Originally from Waterloo, Ont., the 29-year-old worked in Washington D.C. at O'Melveny & Myers LLP, got her law degree from Harvard University and clerked for the now-retired Justice Morris Fish at the Supreme Court of Canada.

But returning to Toronto for personal reasons, she chose Pape Barristers P.C., a small boutique litigation firm run by well-known litigator Paul Pape. Including her, the firm now has nine lawyers.

Both Ms. Nairn and Mr. Pape say the attraction of a small boutique is obvious for an aspiring litigator: Young lawyers get more of a chance to stand up on their own in court, as files are not staffed by large teams of senior partners.

"If you are the junior on a file, you never speak in court, not ever," Ms. Nairn said of the large U.S. firms. By contrast, she was in front of a judge in her new job just two-and-a-half weeks in. "You don't have a chance to take ownership over files that you do in a smaller environment."

Mr. Pape says the city's growing circle of litigation boutiques have been taking on work that would have been done in past years by the big, mainstream Bay Street firms: "There's been I wouldn't say a massive shift, but a very, very large shift."

But Bay Street's large elite firms maintain powerhouse litigation departments with a very steady stream of high-level work. And they continue to attract a bumper crop of aspiring litigators.
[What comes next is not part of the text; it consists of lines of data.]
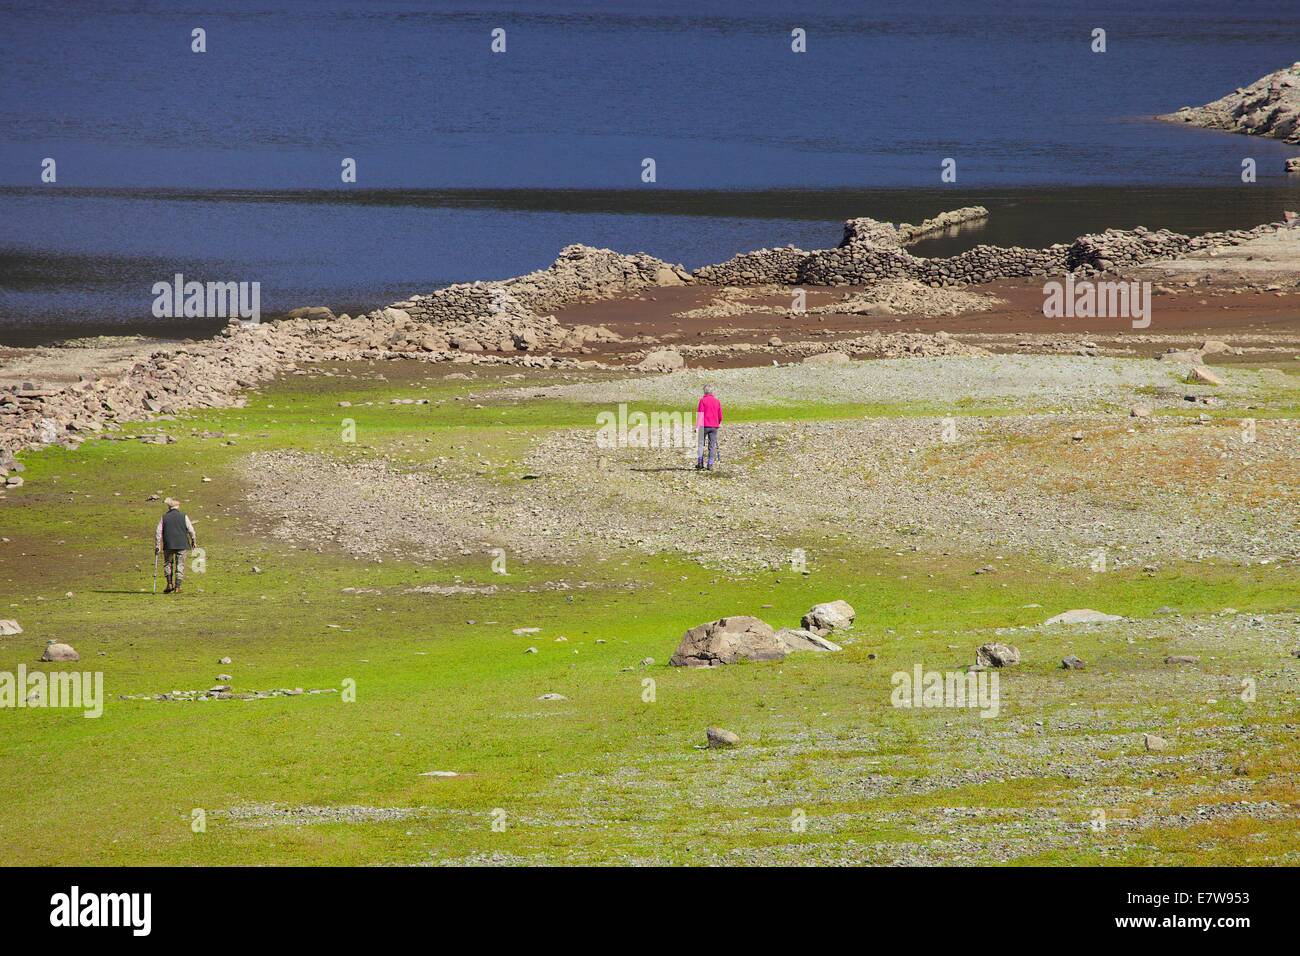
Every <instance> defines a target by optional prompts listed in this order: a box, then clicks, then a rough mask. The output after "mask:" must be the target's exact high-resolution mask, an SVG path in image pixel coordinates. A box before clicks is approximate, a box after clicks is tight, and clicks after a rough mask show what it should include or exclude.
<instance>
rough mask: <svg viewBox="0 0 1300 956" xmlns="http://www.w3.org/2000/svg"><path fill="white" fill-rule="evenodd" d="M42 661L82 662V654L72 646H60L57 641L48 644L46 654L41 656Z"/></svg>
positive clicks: (68, 645) (67, 644) (46, 649)
mask: <svg viewBox="0 0 1300 956" xmlns="http://www.w3.org/2000/svg"><path fill="white" fill-rule="evenodd" d="M40 659H42V661H47V662H49V661H57V662H60V663H64V662H72V661H81V654H78V653H77V652H75V650H73V646H72V645H70V644H60V643H57V641H47V643H45V653H44V654H42V656H40Z"/></svg>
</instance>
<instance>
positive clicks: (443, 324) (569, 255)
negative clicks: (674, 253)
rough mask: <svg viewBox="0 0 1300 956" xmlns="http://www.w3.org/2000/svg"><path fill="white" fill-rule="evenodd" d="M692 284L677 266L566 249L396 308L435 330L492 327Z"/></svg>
mask: <svg viewBox="0 0 1300 956" xmlns="http://www.w3.org/2000/svg"><path fill="white" fill-rule="evenodd" d="M690 281H692V277H690V273H689V272H686V271H685V269H684V268H682V267H681V265H671V264H668V263H666V261H663V260H662V259H655V258H654V256H649V255H645V254H643V252H637V254H634V255H625V254H623V252H614V251H612V250H608V248H593V247H591V246H565V247H564V248H563V250H562V251H560V255H559V258H558V259H556V260H555V263H554V264H551V265H550V267H549V268H546V269H539V271H538V272H529V273H528V274H526V276H517V277H515V278H507V280H503V281H500V282H460V284H456V285H450V286H447V287H446V289H438V290H437V291H433V293H429V294H428V295H416V297H412V298H411V299H409V300H408V302H402V303H398V306H399V307H400V308H403V310H404V311H406V312H408V313H409V315H411V317H412V319H417V320H420V321H424V323H430V324H434V325H447V324H452V325H456V324H459V325H474V324H477V323H489V324H491V323H494V321H495V323H499V321H502V320H506V321H508V320H510V319H515V320H521V319H530V317H534V316H538V315H545V313H546V312H552V311H555V310H558V308H564V307H565V306H572V304H575V303H578V302H595V300H598V299H608V298H612V297H615V295H625V294H628V293H636V291H641V290H642V289H650V287H653V286H666V285H682V284H684V282H690Z"/></svg>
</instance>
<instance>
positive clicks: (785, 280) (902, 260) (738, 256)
mask: <svg viewBox="0 0 1300 956" xmlns="http://www.w3.org/2000/svg"><path fill="white" fill-rule="evenodd" d="M987 215H988V211H987V209H984V208H983V207H966V208H962V209H954V211H952V212H948V213H941V215H939V216H936V217H935V219H928V220H926V221H924V222H922V224H920V225H919V226H913V225H910V224H906V222H905V224H902V225H894V224H893V222H881V221H879V220H874V219H867V217H863V219H850V220H848V221H846V222H845V224H844V238H842V241H841V242H840V245H839V246H837V247H836V248H826V250H814V251H810V252H809V251H803V250H800V248H794V247H790V246H787V247H784V248H775V250H774V248H763V250H758V251H755V252H744V254H741V255H737V256H735V258H733V259H729V260H728V261H725V263H719V264H716V265H705V267H702V268H699V269H697V271H695V272H694V277H695V280H697V281H699V282H707V284H715V285H731V286H755V285H771V284H779V285H813V286H835V285H867V286H870V285H875V284H878V282H884V281H889V280H914V281H918V282H923V284H926V285H928V286H932V287H943V286H950V285H969V284H978V282H992V281H993V280H997V278H1028V277H1045V276H1053V274H1062V273H1065V272H1066V271H1073V272H1084V273H1091V272H1105V271H1108V269H1114V268H1118V267H1127V265H1135V264H1139V263H1145V261H1151V260H1154V259H1164V258H1167V256H1173V255H1182V254H1186V252H1191V251H1197V250H1204V248H1217V247H1223V246H1235V245H1240V243H1242V242H1245V241H1248V239H1252V238H1256V237H1260V235H1265V234H1268V233H1273V232H1275V230H1277V229H1278V228H1279V225H1281V224H1268V225H1261V226H1257V228H1255V229H1245V230H1234V232H1227V233H1206V234H1205V235H1200V237H1195V238H1193V237H1188V235H1183V234H1180V233H1173V232H1170V230H1167V229H1161V230H1158V232H1152V230H1149V229H1147V228H1144V226H1138V228H1136V229H1131V230H1122V229H1108V230H1106V232H1105V233H1097V234H1091V235H1082V237H1079V238H1078V239H1075V241H1074V242H1071V243H1057V245H1053V246H1048V247H1047V248H1024V247H1021V246H1010V247H1002V246H988V245H979V246H975V247H974V248H969V250H966V251H965V252H961V254H959V255H956V256H950V258H946V259H927V258H924V256H918V255H914V254H911V252H909V251H907V250H906V248H904V246H905V245H907V243H910V242H915V241H917V239H920V238H924V235H926V234H928V233H932V232H935V230H937V229H946V228H950V226H953V225H958V224H961V222H970V221H974V220H978V219H983V217H985V216H987Z"/></svg>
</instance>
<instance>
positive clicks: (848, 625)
mask: <svg viewBox="0 0 1300 956" xmlns="http://www.w3.org/2000/svg"><path fill="white" fill-rule="evenodd" d="M855 617H857V611H854V610H853V605H850V604H849V602H848V601H831V602H829V604H819V605H813V609H811V610H810V611H809V613H807V614H805V615H803V620H802V622H800V623H801V626H802V627H805V628H806V630H809V631H813V632H814V633H816V635H824V633H827V632H829V631H835V630H836V628H845V627H853V619H854V618H855Z"/></svg>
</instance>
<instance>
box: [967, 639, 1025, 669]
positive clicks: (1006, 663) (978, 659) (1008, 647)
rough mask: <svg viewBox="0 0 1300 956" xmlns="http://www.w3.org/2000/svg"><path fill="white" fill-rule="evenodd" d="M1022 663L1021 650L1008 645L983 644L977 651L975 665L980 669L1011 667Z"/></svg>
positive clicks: (980, 646) (975, 655)
mask: <svg viewBox="0 0 1300 956" xmlns="http://www.w3.org/2000/svg"><path fill="white" fill-rule="evenodd" d="M1019 662H1021V649H1019V648H1013V646H1010V645H1008V644H998V643H991V644H982V645H980V646H979V648H978V649H976V650H975V663H978V665H979V666H980V667H1009V666H1010V665H1015V663H1019Z"/></svg>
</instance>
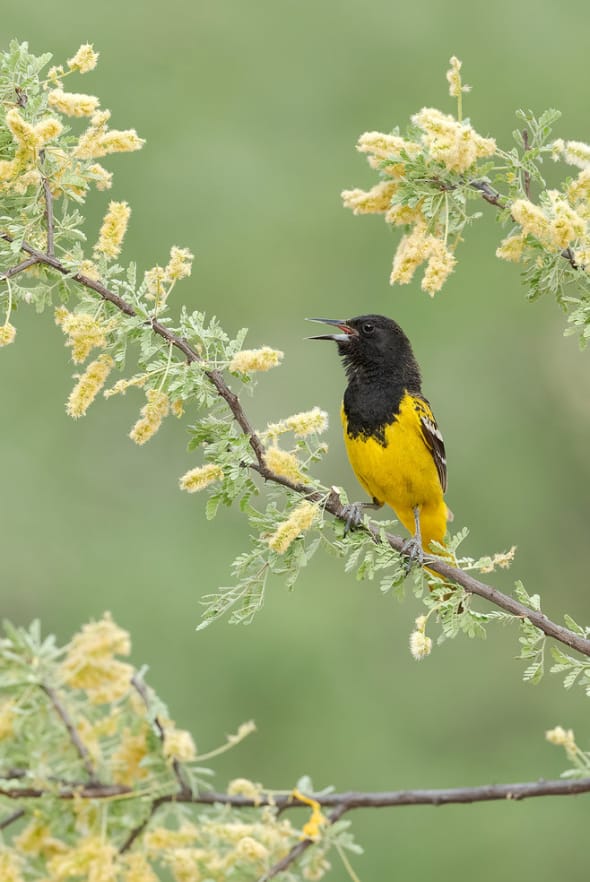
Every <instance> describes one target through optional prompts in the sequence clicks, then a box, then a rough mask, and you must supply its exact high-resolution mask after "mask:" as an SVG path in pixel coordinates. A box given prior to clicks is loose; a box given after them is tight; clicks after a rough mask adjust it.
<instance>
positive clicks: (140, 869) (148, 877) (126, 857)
mask: <svg viewBox="0 0 590 882" xmlns="http://www.w3.org/2000/svg"><path fill="white" fill-rule="evenodd" d="M119 861H120V862H121V861H122V863H123V870H122V872H123V875H122V877H121V882H159V880H158V877H157V876H156V874H155V873H154V871H153V870H152V868H151V866H150V864H149V862H148V860H147V858H146V857H145V856H144V855H143V854H141V852H133V853H132V854H124V855H122V856H121V857H120V858H119Z"/></svg>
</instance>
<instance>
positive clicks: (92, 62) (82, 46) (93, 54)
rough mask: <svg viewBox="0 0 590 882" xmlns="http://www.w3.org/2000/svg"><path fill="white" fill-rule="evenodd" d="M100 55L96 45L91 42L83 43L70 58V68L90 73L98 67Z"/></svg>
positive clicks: (70, 69)
mask: <svg viewBox="0 0 590 882" xmlns="http://www.w3.org/2000/svg"><path fill="white" fill-rule="evenodd" d="M98 55H99V53H98V52H95V51H94V46H93V45H92V44H91V43H82V45H81V46H80V48H79V49H78V51H77V52H76V54H75V55H74V56H73V58H68V67H69V68H70V70H77V71H79V72H80V73H88V71H90V70H94V68H95V67H96V63H97V61H98Z"/></svg>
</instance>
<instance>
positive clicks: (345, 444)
mask: <svg viewBox="0 0 590 882" xmlns="http://www.w3.org/2000/svg"><path fill="white" fill-rule="evenodd" d="M341 415H342V424H343V427H344V442H345V445H346V452H347V453H348V458H349V460H350V464H351V466H352V468H353V471H354V473H355V475H356V477H357V478H358V480H359V482H360V484H361V485H362V486H363V487H364V489H365V490H366V491H367V493H368V494H369V496H371V497H373V498H375V499H376V500H378V501H379V502H386V503H387V505H389V506H391V508H392V509H393V510H394V512H395V513H396V515H397V517H398V518H399V520H400V521H401V522H402V524H403V525H404V527H406V529H407V530H409V532H410V533H412V535H413V534H414V529H415V525H414V509H415V508H416V506H418V508H419V509H420V528H421V532H422V545H423V547H424V548H425V549H428V546H429V544H430V542H431V541H432V540H433V539H434V540H435V541H436V542H440V543H442V542H443V540H444V536H445V533H446V530H447V507H446V505H445V502H444V499H443V491H442V487H441V485H440V480H439V477H438V473H437V470H436V465H435V463H434V460H433V458H432V454H431V452H430V450H429V449H428V447H427V446H426V443H425V441H424V438H423V436H422V432H421V427H420V418H419V416H418V414H417V413H416V411H415V409H414V407H413V404H412V400H411V398H410V397H409V396H406V397H405V398H404V399H403V400H402V402H401V405H400V410H399V413H398V415H397V418H396V420H395V422H393V423H392V424H391V425H389V426H387V427H386V429H385V441H386V444H385V445H383V444H381V443H380V442H379V441H378V440H377V439H375V438H372V437H370V436H369V437H366V436H362V435H358V436H357V437H355V438H352V437H351V436H350V435H349V434H348V431H347V421H346V414H345V413H344V409H343V410H342V414H341Z"/></svg>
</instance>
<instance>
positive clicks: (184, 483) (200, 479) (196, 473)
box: [179, 463, 223, 493]
mask: <svg viewBox="0 0 590 882" xmlns="http://www.w3.org/2000/svg"><path fill="white" fill-rule="evenodd" d="M222 478H223V470H222V469H221V468H220V466H218V465H215V464H214V463H208V464H207V465H204V466H197V467H196V468H194V469H190V471H188V472H186V473H185V474H184V475H183V476H182V477H181V478H179V485H180V489H181V490H186V492H187V493H196V492H197V491H198V490H203V489H204V488H205V487H208V486H209V485H210V484H212V483H213V482H214V481H221V479H222Z"/></svg>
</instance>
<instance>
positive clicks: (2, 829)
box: [0, 809, 25, 830]
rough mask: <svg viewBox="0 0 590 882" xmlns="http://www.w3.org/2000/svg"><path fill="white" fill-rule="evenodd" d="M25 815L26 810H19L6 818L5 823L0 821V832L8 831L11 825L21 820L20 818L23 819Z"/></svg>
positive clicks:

Some say the idea that younger lawyers are denied courtroom experience in big firms, compared with boutiques, is a myth.

Molly Reynolds, an associate in Torys LLP's litigation department, said she was on her feet in a courtroom just a month after her articles ended in 2009.

But she acknowledges that star roles across the courtroom from her are often reserved for more senior lawyers from firms big and small: "I have a few files against high-profile boutiques that have excellent reputations, and their associates are not on their feet when I am."